The history of physics involves not only fundamental changes in ideas about the material world, mathematics and philosophy, but also, through technology, a transformation of society. Physics is considered both a body of knowledge and the practice that makes and transmits it. The scientific revolution, beginning about year 1600, is a convenient boundary between ancient thought and classical physics. The year 1900 marks the beginnings of a more modern physics; today, the science shows no sign of completion, as more issues are raised, with questions rising from the age of the universe, to the nature of the vacuum, to the ultimate nature of the properties of subatomic particles. Partial theories are currently the best that physics has to offer, at the present time. The list of unsolved problems in physics is large.
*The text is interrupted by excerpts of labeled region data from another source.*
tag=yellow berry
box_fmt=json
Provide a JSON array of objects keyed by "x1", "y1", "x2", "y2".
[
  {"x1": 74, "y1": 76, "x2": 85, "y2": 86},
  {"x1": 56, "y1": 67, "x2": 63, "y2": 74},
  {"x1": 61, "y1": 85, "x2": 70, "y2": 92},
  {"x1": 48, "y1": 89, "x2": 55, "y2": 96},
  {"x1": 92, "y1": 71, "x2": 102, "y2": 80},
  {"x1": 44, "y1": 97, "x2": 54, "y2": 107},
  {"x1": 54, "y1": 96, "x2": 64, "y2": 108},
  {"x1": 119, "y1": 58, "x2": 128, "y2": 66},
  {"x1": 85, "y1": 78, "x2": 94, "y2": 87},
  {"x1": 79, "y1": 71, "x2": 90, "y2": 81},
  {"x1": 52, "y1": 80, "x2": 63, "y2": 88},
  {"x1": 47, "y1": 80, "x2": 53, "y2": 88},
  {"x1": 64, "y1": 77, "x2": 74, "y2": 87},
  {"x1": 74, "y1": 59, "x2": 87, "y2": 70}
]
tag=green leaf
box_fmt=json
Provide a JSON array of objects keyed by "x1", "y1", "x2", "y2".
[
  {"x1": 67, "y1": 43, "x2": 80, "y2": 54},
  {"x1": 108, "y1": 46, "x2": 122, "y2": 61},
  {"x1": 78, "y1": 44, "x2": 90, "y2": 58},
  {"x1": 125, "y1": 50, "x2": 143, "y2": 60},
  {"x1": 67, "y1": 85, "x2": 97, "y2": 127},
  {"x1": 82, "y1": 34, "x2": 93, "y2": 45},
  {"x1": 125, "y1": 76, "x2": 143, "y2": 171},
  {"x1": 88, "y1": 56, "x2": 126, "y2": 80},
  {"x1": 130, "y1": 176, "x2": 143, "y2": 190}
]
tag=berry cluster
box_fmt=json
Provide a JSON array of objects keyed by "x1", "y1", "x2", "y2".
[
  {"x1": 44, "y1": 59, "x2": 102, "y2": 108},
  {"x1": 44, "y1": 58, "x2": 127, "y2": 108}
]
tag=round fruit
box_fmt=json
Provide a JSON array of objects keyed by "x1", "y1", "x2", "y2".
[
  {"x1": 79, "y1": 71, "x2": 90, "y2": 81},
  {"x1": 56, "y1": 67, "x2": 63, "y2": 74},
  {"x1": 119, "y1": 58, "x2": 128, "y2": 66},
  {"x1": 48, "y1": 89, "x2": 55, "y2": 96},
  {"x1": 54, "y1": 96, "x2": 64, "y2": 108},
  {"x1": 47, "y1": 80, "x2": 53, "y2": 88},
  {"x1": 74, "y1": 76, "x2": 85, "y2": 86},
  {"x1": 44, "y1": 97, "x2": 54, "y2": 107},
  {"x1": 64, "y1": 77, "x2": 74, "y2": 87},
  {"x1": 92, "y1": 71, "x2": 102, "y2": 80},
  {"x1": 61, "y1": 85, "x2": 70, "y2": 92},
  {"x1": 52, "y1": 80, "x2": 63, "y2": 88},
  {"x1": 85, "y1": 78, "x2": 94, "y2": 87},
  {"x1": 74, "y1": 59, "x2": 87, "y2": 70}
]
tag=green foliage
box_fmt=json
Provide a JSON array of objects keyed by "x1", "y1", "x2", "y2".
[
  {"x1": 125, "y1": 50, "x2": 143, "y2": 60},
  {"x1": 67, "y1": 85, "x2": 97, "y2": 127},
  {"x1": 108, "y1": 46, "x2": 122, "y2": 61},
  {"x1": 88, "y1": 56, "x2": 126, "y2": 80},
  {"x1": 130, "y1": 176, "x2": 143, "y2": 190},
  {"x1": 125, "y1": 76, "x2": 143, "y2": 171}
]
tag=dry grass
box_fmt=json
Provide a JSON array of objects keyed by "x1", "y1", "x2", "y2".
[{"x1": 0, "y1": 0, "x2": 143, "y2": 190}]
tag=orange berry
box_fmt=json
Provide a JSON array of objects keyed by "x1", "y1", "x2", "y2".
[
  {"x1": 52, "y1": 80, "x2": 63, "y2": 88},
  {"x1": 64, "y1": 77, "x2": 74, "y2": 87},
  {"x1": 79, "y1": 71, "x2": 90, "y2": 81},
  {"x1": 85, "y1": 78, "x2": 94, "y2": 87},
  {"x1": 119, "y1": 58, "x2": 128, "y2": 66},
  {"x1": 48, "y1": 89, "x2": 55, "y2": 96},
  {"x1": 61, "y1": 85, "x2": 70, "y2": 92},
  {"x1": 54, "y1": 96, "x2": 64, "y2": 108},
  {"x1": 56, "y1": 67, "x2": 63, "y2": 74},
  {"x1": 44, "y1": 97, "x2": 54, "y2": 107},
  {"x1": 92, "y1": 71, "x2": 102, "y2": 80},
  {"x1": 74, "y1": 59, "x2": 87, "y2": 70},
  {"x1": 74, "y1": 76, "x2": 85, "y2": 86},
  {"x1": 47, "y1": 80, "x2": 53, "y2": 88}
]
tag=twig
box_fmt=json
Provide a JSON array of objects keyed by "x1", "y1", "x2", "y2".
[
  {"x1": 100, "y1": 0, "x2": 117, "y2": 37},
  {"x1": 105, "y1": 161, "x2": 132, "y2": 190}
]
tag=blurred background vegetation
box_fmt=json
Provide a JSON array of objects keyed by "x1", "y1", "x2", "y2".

Since antiquity, people have tried to understand the behavior of matter: why unsupported objects drop to the ground, why different materials have different properties, and so forth. Also a mystery was the character of the universe, such as the form of the Earth and the behavior of celestial objects such as the Sun and the Moon. Typically the behavior and nature of the world was explained by invoking the actions of gods. Eventually speculative natural explanations were proposed based on considering such questions; most of them were wrong, but this is part of the nature of the enterprise of systematic explanation, and even modern theories of quantum mechanics and relativity are merely considered "theories that haven't been broken yet". Physical theories in antiquity were largely couched in philosophical terms, and rarely verified by systematic experimental testing.